Thank you for your further letter of 3 November about Paroxetine and pimozide.

Thank you for sending me a copy of Sir Ernest Gowers’, Complete Plain Words. There are, as I am sure you are aware, rules governing the receipt of gifts by civil servants. Having consulted the relevant MHRA standard operating procedure I have decided that I am able to accept your gift.

You have raised a number of questions for information under the Freedom of Information Act and I shall answer them in the order in which you raised them.

Please provide documentary evidence to show that the MHRA had, prior to September 2006, formally considered [a] whether and how to alert UK prescribers to the new contraindication (paroxetine+pimozide), other than by means of a small print change in the SPC; and [b] any or all of the four reasons you gave me for deciding to take no action.

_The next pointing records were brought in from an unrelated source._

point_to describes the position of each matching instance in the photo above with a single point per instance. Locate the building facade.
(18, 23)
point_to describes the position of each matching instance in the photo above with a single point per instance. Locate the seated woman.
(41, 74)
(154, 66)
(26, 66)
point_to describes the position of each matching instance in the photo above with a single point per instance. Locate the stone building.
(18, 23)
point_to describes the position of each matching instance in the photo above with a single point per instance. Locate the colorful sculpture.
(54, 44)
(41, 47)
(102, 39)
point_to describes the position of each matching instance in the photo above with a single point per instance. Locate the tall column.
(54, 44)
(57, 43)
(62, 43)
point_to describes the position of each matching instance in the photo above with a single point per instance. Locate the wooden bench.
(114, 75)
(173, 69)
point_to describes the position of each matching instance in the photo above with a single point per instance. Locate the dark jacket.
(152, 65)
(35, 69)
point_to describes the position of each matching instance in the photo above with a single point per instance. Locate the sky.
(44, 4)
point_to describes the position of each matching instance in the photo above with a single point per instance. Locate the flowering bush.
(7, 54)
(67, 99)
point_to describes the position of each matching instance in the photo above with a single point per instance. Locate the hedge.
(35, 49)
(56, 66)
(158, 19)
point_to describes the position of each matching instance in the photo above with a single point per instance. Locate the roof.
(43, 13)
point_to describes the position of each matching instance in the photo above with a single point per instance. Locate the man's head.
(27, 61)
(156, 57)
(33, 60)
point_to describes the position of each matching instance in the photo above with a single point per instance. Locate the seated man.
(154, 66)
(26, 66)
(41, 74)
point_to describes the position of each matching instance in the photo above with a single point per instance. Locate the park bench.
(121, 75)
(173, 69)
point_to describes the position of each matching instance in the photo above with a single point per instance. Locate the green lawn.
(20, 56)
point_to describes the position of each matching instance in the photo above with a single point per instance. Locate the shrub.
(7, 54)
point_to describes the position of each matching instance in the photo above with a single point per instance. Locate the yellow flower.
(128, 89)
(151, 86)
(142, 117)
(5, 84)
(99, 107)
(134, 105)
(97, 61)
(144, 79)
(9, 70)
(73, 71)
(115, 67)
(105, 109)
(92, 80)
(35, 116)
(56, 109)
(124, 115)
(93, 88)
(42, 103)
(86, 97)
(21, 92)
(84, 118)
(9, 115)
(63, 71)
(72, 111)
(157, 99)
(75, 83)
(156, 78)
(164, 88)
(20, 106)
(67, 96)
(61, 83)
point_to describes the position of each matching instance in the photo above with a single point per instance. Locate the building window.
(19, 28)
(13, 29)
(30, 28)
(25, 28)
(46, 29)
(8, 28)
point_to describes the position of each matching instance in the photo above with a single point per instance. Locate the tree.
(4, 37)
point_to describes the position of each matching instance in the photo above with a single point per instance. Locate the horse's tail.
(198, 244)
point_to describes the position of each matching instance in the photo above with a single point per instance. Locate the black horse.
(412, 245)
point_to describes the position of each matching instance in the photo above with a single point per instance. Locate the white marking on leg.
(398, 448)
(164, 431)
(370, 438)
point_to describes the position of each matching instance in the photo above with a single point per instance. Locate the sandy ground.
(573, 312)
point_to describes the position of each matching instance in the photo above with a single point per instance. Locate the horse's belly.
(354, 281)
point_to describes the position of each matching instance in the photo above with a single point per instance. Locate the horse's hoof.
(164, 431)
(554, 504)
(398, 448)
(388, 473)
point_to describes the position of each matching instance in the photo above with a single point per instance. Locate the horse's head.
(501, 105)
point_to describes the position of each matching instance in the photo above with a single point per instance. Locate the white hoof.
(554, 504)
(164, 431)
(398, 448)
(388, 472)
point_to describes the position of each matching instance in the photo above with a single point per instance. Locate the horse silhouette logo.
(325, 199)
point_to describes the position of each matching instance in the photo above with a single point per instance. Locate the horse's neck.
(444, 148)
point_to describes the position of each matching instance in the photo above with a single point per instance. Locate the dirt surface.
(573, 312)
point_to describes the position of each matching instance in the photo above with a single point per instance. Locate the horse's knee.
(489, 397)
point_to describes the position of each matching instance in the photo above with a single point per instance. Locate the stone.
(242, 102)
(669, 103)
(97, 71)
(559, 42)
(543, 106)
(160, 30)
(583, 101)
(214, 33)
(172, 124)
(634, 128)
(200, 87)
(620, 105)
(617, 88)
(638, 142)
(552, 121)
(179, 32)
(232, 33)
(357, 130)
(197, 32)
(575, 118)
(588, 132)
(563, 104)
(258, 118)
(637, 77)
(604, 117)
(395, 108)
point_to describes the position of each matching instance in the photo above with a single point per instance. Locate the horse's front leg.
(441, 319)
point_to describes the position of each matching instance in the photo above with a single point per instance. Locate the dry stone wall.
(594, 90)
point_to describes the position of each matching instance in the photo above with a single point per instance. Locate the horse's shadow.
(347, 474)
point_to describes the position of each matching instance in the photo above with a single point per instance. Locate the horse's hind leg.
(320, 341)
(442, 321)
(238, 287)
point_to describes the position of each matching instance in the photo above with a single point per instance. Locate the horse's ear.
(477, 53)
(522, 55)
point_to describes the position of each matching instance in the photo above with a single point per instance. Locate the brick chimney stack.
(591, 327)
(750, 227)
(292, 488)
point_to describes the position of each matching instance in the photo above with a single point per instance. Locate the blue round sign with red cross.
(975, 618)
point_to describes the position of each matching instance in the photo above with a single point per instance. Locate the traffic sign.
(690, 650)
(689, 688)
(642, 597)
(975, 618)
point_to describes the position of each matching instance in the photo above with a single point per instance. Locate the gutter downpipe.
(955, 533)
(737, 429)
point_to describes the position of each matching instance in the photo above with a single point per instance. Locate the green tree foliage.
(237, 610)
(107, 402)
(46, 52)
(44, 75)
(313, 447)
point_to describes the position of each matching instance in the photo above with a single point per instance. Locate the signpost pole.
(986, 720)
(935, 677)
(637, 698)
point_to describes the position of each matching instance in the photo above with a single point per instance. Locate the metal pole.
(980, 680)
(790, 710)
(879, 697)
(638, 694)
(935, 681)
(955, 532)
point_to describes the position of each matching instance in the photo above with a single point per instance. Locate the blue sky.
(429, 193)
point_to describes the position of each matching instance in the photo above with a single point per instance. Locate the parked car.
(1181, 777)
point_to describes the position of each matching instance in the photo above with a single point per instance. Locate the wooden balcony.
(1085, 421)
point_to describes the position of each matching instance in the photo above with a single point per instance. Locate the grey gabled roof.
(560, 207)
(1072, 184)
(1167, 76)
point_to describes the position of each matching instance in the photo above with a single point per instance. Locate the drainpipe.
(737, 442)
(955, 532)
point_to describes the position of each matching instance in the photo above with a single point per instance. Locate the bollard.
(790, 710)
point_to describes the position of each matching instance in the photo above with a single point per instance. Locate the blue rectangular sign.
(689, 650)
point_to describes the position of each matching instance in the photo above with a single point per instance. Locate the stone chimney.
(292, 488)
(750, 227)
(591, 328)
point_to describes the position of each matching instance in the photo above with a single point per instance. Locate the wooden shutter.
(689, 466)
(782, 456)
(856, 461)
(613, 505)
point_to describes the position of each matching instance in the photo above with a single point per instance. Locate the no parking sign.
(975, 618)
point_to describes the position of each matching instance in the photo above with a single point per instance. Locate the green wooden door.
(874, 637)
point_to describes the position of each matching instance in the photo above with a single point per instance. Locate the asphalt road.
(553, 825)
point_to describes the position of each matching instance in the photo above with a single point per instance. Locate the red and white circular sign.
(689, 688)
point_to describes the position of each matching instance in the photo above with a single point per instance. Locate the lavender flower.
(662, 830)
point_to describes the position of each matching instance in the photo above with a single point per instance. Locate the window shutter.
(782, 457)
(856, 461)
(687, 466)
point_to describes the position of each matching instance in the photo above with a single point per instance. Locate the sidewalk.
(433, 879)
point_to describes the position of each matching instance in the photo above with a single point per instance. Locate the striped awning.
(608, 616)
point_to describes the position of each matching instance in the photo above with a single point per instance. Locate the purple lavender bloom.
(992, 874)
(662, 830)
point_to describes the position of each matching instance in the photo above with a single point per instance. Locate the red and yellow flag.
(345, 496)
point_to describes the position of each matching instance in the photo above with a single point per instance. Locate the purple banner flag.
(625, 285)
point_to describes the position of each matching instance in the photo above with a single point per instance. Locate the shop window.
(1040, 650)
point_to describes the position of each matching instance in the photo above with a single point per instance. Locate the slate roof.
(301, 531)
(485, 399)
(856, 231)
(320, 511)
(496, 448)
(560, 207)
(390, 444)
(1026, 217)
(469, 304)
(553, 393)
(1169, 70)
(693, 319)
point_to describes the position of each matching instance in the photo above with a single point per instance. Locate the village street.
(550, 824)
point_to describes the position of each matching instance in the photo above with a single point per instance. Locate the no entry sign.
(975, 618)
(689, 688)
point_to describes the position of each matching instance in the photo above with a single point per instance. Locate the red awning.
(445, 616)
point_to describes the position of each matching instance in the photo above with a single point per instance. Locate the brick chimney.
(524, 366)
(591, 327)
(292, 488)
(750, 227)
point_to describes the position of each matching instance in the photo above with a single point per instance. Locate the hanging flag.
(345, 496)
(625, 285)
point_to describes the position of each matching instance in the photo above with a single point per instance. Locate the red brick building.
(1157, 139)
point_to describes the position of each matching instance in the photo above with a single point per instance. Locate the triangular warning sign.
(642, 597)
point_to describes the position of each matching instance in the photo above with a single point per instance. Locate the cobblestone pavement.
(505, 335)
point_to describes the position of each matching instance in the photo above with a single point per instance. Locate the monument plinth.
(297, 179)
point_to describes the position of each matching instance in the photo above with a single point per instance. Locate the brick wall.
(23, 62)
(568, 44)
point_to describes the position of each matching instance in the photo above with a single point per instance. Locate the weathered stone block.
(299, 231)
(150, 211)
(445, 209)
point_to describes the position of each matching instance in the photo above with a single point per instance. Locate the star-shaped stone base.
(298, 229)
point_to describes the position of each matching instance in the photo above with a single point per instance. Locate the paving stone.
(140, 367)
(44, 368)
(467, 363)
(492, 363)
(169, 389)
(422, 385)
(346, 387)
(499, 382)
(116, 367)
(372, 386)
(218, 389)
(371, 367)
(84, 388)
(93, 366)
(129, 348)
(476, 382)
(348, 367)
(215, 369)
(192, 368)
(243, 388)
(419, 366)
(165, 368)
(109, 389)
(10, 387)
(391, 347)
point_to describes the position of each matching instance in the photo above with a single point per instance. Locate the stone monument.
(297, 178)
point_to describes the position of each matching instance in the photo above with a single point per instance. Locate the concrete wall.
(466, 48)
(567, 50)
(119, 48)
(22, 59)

No such information is held by the Agency. Agency staff make many decisions each day in the course of the day-to-day business of medicines’ regulation and the outcome of all discussions is not recorded.

2. Did the fact that this matter was being handled through the European drug approval system preclude (effectively prohibit or inhibit) unilateral action by the Agency? In other words, could the MHRA have requested GlaxoSmithKline (and have expected compliance from them) to either take, or agree to, more effective measures to communicate this label change?

The fact that Seroxat is authorised through one of the European procedures, the Mutual Recognition procedure, does not preclude a Member State taking unilateral action to communicate on a national basis about a particular safety issue. However, there is general agreement that ordinarily the aim should be for a consistent approach to communication across Member States in order to avoid any potential confusion. 

3. Please would you explain why the contraindication for pimozide is not referred to in the current SPC for fluvoxamine (taking into account that such a warning has appeared in the US label since June 2000)? Ditto citalopram and escitalopram (US warnings since January 2005).

Due to differences in the way products are used in the USA compared to the UK it is not unusual for there to be differences between the US and UK product information for a particular drug. Updates to the US labelling are not always followed by updates to the UK product information. Although we have good links with the FDA and communicate with them on major safety issues, it is not the Agency’s practice to systematically compare UK SPCs with the product information in all other countries, as it is the responsibility of the Marketing Authorisation Holder to ensure that their Summary of Product Characteristics is kept up to date in line with current knowledge. We will however contact them and ask them to justify any differences between the US and UK product information in relation to warnings about concomitant pimozide use.

4. Does the Agency not accept that the warning in the pimozide SPC – which lists some SSRIs but which excludes paroxetine - is misleading and potentially dangerous – and if not, why not?

As explained in my previous letter we do not consider that the current product information for pimozide is misleading or dangerous as concomitant use of drugs metabolised by cytochrome P450 2D6 (such as paroxetine) is already contraindicated and extensive warnings about the potential for QT prolongation already exist in the pimozide product information. As stated in my previous letter we do accept that the product information could be clearer and we will take this forward.

Yours sincerely

Stephen Fawbert
VRMM FOI Coordinator

POSTSCRIPT
We asked the European regulators (EMEA) about this. Their reply (11 December)
implicitly suggests that the ball was in the MHRA's court, and that any failure to warn
was entirely down to the UK authorities. High levels of confusion seem to reign:

"Unfortunately, we cannot provide the information you request as paroxetine containing medicinal products are nationally authorised and therefore this issue is dealt with at national level. The only thing we have published on our EMEA website with regard to paroxetine is the Opinion and Product Information resulting from the Article 31 referral procedure; in the documents published by the EMEA it is made very clear that any subsequent changes (following the referral) will be dealt with at national level."